1 Reply Latest reply on May 22, 2003 1:44 PM by pwwisnes

    Sockets stuck in CLOSE_WAIT under load

    pwwisnes

      While stress testing our application which runs under JBoss 3.0.6 on a dual processor Linux box (kernel 2.4.18-5smp) using Sun's 1.4.1_01 JVM, we've encountered an interesting failure. The box is providing a variety of stateful and stateless session beans to a separate web server box that is running Apache with the Resin servlet container.

      At right around 500 users, the web server box starts reporting the following error:

      05/16 10:17:14.377 akZtqtw_JFfd (PageDisplayUI.java:62) - Exception occurred ...
      java.rmi.RemoteException: Service unavailable

      At that time, we noticed that the Apache and Resin threads skyrockets on the web server box and the number of threads on the JBoss box jumped from 100 or so to over 350. During this time, the load on either box did not exceed 2 (and averaged around 1.2).

      Further investigation revealed that JBoss reported an active thread count of 350+ threads but its list thread method on the JMX console only reported around 85 or so. We then noticed that there were a large number of
      sockets open to the box that were stuck in the CLOSE_WAIT state. In fact, the number of sockets open exactly corresponded to the number of missing threads.

      Once we stopped the load on the web server, the web box did not show any open sockets to JBoss while the sockets stuck in CLOSE_WAIT on the JBoss box remained. In fact, these sockets did not go away until we stopped JBoss.

      At this point our leading theory is that we hit some kind of resource limit (probably related to networking) and that caused RMI related errors which JBoss was not able to recover from due to a bug in either in JBoss or the RMI code. I have searched Sun's Java bug database, the JBoss forums, and the sourceforge project's bug database and not seen anything that appears to be related to this.

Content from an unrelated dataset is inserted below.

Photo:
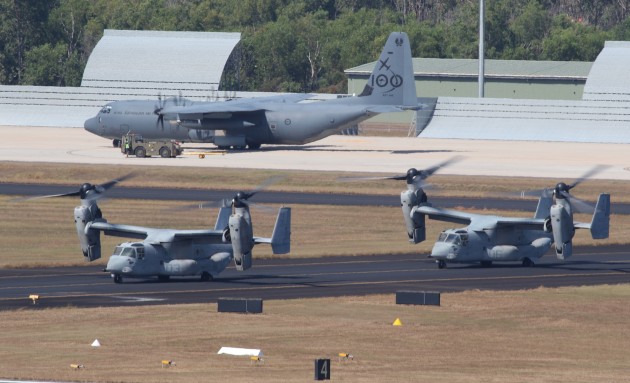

      So I'm posting this to the forum to see if anyone has ever seen anything similiar or has any ideas of possible kernel or JBoss parameters to tune. We plan on trying the latest Sun JVM (1.4.1_02) as well as a newer JBoss version (3.0.7 and 3.2), and possibly even a different vendor's JVM. If we can find the cause of the failure, I'ld like to then improve JBoss' handling of it.

        • 1. Re: Sockets stuck in CLOSE_WAIT under load
          pwwisnes

          Well, I ended up solving our own problems. It turns out that when the project was migrated from Solaris to Linux a few months back, they left the memory settings for the JVM at the old high levels. This was causing the default heap size to use up almost the entire 1 gig virtual address space available to the process (the defaulta ddress space size RedHat's kernel is built with).

          This was causing some thread deep in the bowels of the RMI library to fail to spawn (due to lack of room for the thread's stack) and this thread was responsible for cleaning up the sockets in CLOSE_WAIT state. So the sockets stuck in CLOSE_WAIT were a side effect and not the cause of our problems.